The Confederation of African Football (CAF) has not completed its internal investigation into allegations that CAF Referees Committee President Oliver Safari influenced officiating during the 2025 Africa Cup of Nations final. Acting General Secretary Samson Adamu confirmed the probe remains ongoing, with no conclusions reached. Safari is alleged to have told final referee Jerson Dos Santos to "preserve the match" by avoiding yellow cards to Senegalese players. Adamu stressed that CAF is fully committed to the investigative process and will not make any decisions until it concludes. "CAF is following the process entirely until it's done," Adamu said. "Until then, CAF is only going to concentrate on making sure that we go through the process until the end and there is nothing whatsoever about taking a decision until the end." The allegations have triggered calls for Safari to step down, with critics accusing him of attempting to sway the match's outcome through indirect pressure on the officiating team. No disciplinary action has been taken against Safari pending the final report.

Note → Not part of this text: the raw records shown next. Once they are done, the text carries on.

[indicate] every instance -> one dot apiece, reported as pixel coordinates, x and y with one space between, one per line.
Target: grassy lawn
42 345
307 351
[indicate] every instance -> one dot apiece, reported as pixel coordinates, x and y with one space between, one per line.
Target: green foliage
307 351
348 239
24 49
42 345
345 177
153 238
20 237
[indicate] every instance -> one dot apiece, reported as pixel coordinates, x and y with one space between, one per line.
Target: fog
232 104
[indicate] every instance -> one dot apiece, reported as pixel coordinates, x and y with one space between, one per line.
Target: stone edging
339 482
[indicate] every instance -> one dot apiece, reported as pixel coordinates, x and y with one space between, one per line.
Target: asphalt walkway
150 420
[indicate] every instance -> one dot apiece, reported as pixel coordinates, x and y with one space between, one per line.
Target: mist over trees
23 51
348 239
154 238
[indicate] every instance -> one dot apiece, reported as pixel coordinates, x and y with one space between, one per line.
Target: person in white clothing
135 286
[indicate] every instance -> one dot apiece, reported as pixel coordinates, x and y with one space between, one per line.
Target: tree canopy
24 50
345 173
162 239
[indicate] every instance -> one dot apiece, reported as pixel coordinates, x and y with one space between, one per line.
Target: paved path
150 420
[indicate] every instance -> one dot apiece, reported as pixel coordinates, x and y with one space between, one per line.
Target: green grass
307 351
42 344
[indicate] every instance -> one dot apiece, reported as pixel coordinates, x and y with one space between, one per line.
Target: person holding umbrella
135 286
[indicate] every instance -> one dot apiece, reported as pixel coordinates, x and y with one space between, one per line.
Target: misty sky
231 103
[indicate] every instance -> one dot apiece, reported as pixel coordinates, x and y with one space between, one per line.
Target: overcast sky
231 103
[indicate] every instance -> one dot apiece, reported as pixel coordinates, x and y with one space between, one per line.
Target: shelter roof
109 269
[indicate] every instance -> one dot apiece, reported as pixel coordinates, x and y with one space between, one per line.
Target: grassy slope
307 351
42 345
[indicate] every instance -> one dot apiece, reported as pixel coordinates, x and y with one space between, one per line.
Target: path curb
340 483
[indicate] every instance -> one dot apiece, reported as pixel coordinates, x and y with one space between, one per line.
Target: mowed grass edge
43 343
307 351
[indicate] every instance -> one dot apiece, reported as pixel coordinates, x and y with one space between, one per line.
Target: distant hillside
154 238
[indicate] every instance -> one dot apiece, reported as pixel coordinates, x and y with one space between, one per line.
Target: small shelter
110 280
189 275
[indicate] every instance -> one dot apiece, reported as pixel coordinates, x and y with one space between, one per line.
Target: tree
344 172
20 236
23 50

The most striking aspect of this unfolding situation is not the allegation itself, but the prolonged silence and lack of interim action from CAF despite the gravity of the claim—a directive to protect a specific team from disciplinary measures in a continental final. This reflects a structural hesitation to confront power within its own ranks, even when the credibility of the tournament's integrity is at stake. When the head of refereeing is accused of manipulating a final through coded instructions, the mere perception of bias undermines every decision made on the pitch.
Tactically, the case exposes a dangerous precedent: if a match can be "preserved" through restraint on bookings, it suggests that control can be exerted not through overt interference, but through omission. The fact that referee Jerson Dos Santos did not issue a single yellow card to Senegal players during the final, as alleged, raises operational concerns about consistency and autonomy. CAF's insistence on due process is valid, but the delay in addressing such a serious claim risks normalizing impunity in officiating governance.
No Nigerian or African player was directly involved in the incident, and the matter does not reflect on player performance. However, for Nigerian fans and Super Eagles followers, this highlights the broader challenges of fairness in continental competitions. If top officials are perceived as untouchable, it weakens trust in the system that governs African football.
The next critical moment will be the release of the investigation's findings—whenever that comes—and whether CAF enforces accountability with the same rigor it demands from players and coaches.